It’s a natural response to gawk at disaster, smashed cars, burning houses, crime-scene tape going up by the flashing lights of police cars. As Thurgood Marshall said, “I love peace, but I adore a riot.” And it’s true, right up until the disaster is your own.
Getting Burned
I remember watching things burn.
Dad would wake us up to go see.
The California Fruit Market fire
cleared out the corner by the bridge,
then the Baptist Church burned ,
sparks flying up like prayers,
the roaring as the steeple fell.
Fires beautiful and fires terrible –
winter fires, a fairyland of icicles,
summer fires hot on the face like
midnight sun, red firelit steam
and smoke rising. But then what
burned was mine: the phone said,
“Get to town.
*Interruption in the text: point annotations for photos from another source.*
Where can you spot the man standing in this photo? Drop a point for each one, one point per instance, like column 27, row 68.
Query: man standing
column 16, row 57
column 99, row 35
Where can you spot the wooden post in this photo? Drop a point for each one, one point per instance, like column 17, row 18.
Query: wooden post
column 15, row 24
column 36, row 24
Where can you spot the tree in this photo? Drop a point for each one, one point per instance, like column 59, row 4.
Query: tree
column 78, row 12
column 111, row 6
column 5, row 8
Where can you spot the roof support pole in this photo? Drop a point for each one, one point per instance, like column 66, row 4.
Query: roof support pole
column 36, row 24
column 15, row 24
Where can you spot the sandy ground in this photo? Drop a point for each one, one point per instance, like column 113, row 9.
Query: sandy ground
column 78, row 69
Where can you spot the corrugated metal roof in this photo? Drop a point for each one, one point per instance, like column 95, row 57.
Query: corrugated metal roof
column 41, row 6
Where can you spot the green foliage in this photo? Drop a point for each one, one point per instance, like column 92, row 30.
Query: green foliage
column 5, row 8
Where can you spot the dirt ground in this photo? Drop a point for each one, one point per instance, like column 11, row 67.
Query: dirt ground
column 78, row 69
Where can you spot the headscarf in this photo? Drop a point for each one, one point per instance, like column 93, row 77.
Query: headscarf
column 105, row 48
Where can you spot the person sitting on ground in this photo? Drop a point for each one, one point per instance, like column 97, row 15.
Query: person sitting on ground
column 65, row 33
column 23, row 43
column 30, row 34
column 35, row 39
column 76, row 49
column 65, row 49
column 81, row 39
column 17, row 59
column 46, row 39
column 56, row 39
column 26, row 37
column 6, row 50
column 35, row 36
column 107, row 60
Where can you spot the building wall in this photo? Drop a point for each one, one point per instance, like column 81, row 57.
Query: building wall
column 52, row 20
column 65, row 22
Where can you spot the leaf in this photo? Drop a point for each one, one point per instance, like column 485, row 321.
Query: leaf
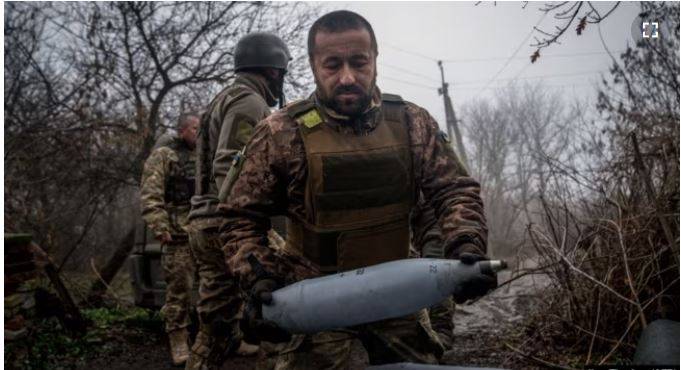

The printshop’s on fire.”
Having seen fire from the other side,
what I recall are smells, burned plastic,
charcoal, mildewed paper and cloth,
water rank with leached mortar lime.
I smell it still, opening a book saved
from the debris. It will never fade.
How loath I am to go back inside.
Note: unpublished draft
Wonder if Betsy covered that fire for the Courier?
Betsy May well have photographed this fire for the Courier. She started as a proofreader in 1976, promoted to part time reporter in 1977, and named editor in 1982.